Technik und Theologie:Gott ist online

Lesezeit: 6 Min.

Technologie und Religion haben viel gemeinsam. Überlegungen zu "Smombies", Engeln und einem digitalen Pfingstwunder.

Von Johan Schloemann

Ist das jetzt das Pfingstwunder der globalen Verständigung? Wenn die ersten Smartphone-Hersteller eine Sättigung am Markt erreicht haben, also bald jeder eines hat? Wenn, wie jetzt auch in Deutschland, überall die letzten Hürden fallen für ein freies Wlan für alle Menschen und alle Dinge? Die unendliche Kommunikation erfasst die universale Netzgemeinde wie eine Zungenrede, wie ein Brausen, ein mal lautes, oft aber auch eher stilles, unsichtbares Brausen. Und nein, die Leute sind gar nicht betrunken, wie der Apostel Petrus zu Pfingsten versicherte - sie erfüllen nur eine alte Prophetie: "Ich will ausgießen von meinem Geist auf alles Fleisch."

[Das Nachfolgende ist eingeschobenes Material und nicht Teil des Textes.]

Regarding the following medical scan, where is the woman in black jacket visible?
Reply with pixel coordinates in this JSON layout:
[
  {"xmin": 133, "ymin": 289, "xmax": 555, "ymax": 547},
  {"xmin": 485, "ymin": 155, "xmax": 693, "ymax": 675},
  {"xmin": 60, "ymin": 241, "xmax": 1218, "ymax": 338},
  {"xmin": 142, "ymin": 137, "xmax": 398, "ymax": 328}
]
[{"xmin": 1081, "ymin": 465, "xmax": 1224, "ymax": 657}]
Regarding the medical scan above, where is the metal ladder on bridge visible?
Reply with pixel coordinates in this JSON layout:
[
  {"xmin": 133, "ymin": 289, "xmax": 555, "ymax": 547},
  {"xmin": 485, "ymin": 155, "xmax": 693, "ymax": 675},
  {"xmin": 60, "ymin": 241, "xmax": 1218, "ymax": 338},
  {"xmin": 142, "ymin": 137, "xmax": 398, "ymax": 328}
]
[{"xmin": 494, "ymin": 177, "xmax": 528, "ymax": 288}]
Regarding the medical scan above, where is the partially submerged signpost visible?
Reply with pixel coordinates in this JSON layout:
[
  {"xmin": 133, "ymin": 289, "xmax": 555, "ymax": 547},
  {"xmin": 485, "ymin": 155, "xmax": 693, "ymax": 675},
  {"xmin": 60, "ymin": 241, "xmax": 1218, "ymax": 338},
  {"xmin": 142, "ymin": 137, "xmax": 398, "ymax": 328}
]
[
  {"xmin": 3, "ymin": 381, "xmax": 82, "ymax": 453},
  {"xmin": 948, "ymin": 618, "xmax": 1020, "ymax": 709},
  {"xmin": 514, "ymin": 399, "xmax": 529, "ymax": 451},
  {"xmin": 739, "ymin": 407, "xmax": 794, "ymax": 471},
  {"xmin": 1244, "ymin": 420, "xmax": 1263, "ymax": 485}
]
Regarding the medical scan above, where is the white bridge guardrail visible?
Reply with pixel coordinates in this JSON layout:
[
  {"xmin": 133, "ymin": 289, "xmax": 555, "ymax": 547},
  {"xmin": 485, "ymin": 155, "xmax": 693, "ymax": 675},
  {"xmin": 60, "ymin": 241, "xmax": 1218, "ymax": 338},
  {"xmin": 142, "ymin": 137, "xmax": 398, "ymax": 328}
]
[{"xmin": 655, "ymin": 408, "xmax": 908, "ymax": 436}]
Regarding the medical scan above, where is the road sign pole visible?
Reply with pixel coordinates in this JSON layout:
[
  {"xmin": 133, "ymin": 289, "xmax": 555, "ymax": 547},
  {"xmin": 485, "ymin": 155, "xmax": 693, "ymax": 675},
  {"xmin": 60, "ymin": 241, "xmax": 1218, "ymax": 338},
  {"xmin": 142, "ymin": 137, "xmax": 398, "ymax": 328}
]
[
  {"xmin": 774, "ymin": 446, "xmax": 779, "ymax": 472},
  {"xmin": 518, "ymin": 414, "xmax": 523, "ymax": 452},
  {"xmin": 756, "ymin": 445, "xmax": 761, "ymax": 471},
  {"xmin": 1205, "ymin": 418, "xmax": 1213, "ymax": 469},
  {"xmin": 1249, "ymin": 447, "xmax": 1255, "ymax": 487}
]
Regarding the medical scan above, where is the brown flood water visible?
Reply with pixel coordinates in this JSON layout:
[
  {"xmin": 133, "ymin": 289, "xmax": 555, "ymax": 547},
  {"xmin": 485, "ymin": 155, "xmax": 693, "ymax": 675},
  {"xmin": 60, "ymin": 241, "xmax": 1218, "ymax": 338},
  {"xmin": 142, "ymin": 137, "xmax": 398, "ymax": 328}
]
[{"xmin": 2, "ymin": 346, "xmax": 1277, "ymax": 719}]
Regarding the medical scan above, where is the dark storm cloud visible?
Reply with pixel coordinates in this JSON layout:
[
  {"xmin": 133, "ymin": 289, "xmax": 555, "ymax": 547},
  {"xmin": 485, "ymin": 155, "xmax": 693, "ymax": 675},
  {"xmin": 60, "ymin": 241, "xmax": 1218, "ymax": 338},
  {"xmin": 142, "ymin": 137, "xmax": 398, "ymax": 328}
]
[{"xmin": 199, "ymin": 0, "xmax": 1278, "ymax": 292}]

Digitalisierung und Erweckung sind immer schon eng verwandt. Das geht über einschlägig religiöse Zonen im Internet weit hinaus - also etwa Koran- oder Bibel-Apps, virtuelle Friedhöfe, "Chat-Andachten", twitternde Päpste und Ähnliches mehr. Der ganze kalifornische Digitalkapitalismus, der nunmehr vielen gnadenlos erscheint, ist aus Erlösungshoffnungen der Hippiebewegung und der New-Age-Spiritualität hervorgegangen. Der kultische Charakter von Apple-Store-Eröffnungen entgeht inzwischen niemandem.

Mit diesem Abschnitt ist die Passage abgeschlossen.